Monday, April 11, 2016


"If ever, my dear Hawthorne, in the eternal times that are to come, you and I shall sit down in Paradise, in some little shady corner by ourselves; and if we shall by any means be able to smuggle a basket of champagne there (I won't believe in a Temperance Heaven), and if we shall then cross our celestial legs in the celestial grass that is forever tropical, and strike our glasses and heads together, till both musically ring in concert,—then, O my dear fellow-mortal, how shall we pleasantly discourse of all the things manifold which now so distress us,—when all the earth shall be but a reminiscence, yea, its final dissolution an antiquity."

—from an early May letter from Herman Melville to Nathaniel Hawthorned, as found on page 45, The Divine Magnet: Herman Melville's Letters to Nathaniel Hawthorne, edited by Mark Niemeyer


This book, The Divine Magnet, collects ten extant letters that Herman Melville wrote to friend and fellow writer Nathaniel Hawthorne in 1851 and 1852, in addition to Melville's published review of Hawthorne's short story collection, Mosses from an Old Manse, and two poems.

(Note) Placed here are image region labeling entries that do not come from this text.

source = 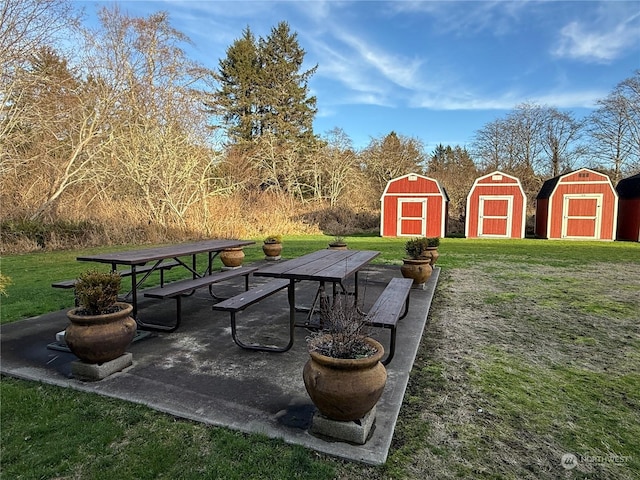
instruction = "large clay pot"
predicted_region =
[64,302,136,363]
[220,247,244,268]
[400,258,433,285]
[262,243,282,257]
[302,338,387,422]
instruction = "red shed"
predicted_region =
[464,171,527,238]
[616,173,640,242]
[536,168,618,240]
[380,173,449,237]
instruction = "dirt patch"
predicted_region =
[393,261,640,479]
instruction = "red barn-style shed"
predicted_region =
[616,173,640,242]
[536,168,618,240]
[380,173,449,237]
[464,171,527,238]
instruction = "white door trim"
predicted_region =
[478,195,513,238]
[396,198,427,237]
[561,193,603,240]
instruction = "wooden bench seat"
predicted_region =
[365,278,413,365]
[212,278,294,352]
[51,260,180,289]
[137,267,258,332]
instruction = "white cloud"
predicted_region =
[411,89,607,110]
[552,13,640,63]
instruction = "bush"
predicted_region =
[75,270,121,315]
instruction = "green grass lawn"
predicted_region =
[0,235,640,479]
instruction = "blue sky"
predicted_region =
[78,0,640,152]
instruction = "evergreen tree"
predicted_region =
[207,22,317,143]
[206,27,261,143]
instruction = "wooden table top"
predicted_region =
[77,240,255,265]
[254,249,380,282]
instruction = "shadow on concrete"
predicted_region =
[0,265,440,465]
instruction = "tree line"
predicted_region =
[0,0,640,244]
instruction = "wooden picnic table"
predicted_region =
[253,249,380,327]
[77,240,255,325]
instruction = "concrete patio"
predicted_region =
[0,265,440,465]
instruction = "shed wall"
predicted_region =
[465,172,526,238]
[380,175,447,237]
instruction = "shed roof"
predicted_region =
[536,175,562,200]
[536,168,606,200]
[616,173,640,198]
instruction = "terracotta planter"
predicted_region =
[64,302,136,363]
[302,338,387,422]
[400,258,433,285]
[262,243,282,257]
[220,247,244,268]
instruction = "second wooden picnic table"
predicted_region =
[253,249,380,325]
[77,240,255,329]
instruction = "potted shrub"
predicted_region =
[426,237,440,267]
[329,235,347,250]
[400,237,433,287]
[303,297,387,421]
[64,270,136,363]
[262,235,282,260]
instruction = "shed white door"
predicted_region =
[478,195,513,237]
[396,198,427,237]
[562,194,602,240]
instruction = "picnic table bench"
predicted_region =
[365,278,413,365]
[212,278,293,352]
[138,267,258,332]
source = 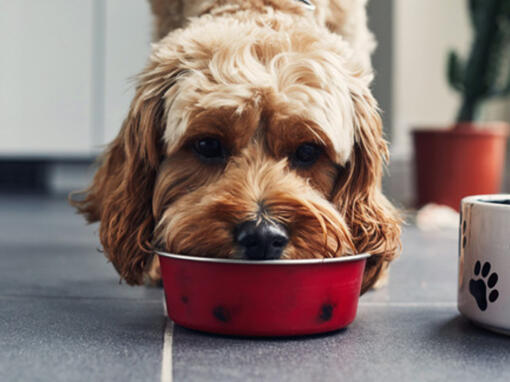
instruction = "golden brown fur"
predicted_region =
[72,0,400,292]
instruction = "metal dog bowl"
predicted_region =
[157,252,369,336]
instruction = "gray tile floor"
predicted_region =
[0,196,510,381]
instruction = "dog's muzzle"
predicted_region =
[234,220,289,260]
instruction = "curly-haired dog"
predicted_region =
[76,0,400,291]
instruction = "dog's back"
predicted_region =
[149,0,376,67]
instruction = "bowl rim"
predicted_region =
[155,250,371,265]
[461,194,510,210]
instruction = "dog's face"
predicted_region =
[75,16,399,289]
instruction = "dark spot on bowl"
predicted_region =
[319,303,335,322]
[213,306,230,322]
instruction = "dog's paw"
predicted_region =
[143,256,163,288]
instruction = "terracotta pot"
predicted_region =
[413,122,509,210]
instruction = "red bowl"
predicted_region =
[158,252,369,336]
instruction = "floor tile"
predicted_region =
[173,305,510,382]
[0,297,164,382]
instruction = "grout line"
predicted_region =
[161,318,174,382]
[0,294,160,304]
[359,301,457,308]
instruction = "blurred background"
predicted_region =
[0,0,510,206]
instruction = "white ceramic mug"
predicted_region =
[457,194,510,335]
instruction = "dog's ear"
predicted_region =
[72,63,171,284]
[332,93,401,293]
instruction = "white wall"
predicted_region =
[0,0,93,156]
[0,0,151,158]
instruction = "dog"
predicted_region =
[74,0,401,293]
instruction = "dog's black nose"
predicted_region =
[234,220,289,260]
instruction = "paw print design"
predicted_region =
[469,261,499,311]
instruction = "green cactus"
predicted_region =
[448,0,510,122]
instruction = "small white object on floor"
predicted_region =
[416,203,459,231]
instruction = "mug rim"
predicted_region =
[461,194,510,209]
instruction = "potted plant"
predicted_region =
[413,0,510,210]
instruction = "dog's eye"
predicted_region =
[292,143,322,167]
[193,138,226,160]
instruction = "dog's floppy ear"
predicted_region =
[333,93,401,293]
[72,63,174,284]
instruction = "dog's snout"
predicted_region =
[234,221,289,260]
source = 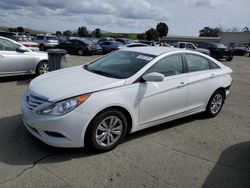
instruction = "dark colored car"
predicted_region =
[115,38,133,45]
[101,41,123,54]
[56,38,101,55]
[199,42,233,61]
[232,44,247,56]
[138,40,159,46]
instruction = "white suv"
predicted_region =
[34,35,59,51]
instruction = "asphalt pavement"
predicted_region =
[0,56,250,188]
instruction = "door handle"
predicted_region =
[210,73,215,78]
[178,82,186,88]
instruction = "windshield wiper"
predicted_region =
[87,69,115,78]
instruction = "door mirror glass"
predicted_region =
[16,46,28,53]
[142,72,165,82]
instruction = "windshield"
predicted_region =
[46,36,57,40]
[81,39,95,44]
[84,51,156,79]
[214,43,227,48]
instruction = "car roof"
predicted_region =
[123,46,181,56]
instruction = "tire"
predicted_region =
[226,57,233,61]
[39,44,45,51]
[77,49,84,56]
[85,109,127,152]
[36,61,49,76]
[205,89,225,117]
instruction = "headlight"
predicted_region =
[37,94,90,116]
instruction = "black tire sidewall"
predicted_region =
[36,61,48,76]
[206,90,225,117]
[86,110,128,151]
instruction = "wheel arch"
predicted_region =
[84,105,133,143]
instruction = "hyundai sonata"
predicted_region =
[22,47,232,151]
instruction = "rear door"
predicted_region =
[185,53,220,110]
[0,38,34,74]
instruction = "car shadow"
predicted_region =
[0,114,204,165]
[202,142,250,188]
[0,75,35,85]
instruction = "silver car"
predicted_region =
[0,37,49,77]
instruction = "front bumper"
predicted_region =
[21,102,91,147]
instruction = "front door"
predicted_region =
[139,54,187,126]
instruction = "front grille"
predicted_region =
[25,94,46,110]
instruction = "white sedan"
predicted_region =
[22,47,232,151]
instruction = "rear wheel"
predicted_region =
[36,61,49,76]
[39,44,45,51]
[206,90,225,117]
[226,57,233,61]
[86,110,127,151]
[78,49,83,56]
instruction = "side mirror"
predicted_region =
[16,46,28,53]
[142,72,165,82]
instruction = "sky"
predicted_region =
[0,0,250,36]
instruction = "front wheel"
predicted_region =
[86,110,127,151]
[206,90,225,117]
[36,61,49,76]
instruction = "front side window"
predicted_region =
[84,51,156,79]
[186,54,209,72]
[186,43,195,49]
[147,54,183,76]
[0,39,20,51]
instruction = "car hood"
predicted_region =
[29,66,125,102]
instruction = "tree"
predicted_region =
[145,28,159,41]
[56,31,62,36]
[17,27,24,33]
[242,27,249,32]
[156,22,168,38]
[92,28,102,38]
[199,27,221,37]
[136,33,146,40]
[77,26,89,37]
[63,30,72,37]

These letters are fascinating to read as Melville appears to work exceptionally hard at garnering Hawthorne's attention. Melville's admiration for Hawthorne is likewise on display. We don't know what Hawthorne may have replied, since there are no known surviving letters from him back to Melville. Nonetheless, these letters show Melville to be a bit obsessive with Hawthorne and his work. There may have been a reason that Hawthorne was possibly reluctant to put as much energy into the friendship as Melville.

All of that being said, though, the language in these letters is beautiful. There are multiple references to religion and spirituality and art. There is longing and lament and laud.

I am giving these letters a first read and already know I will be returning to them many times.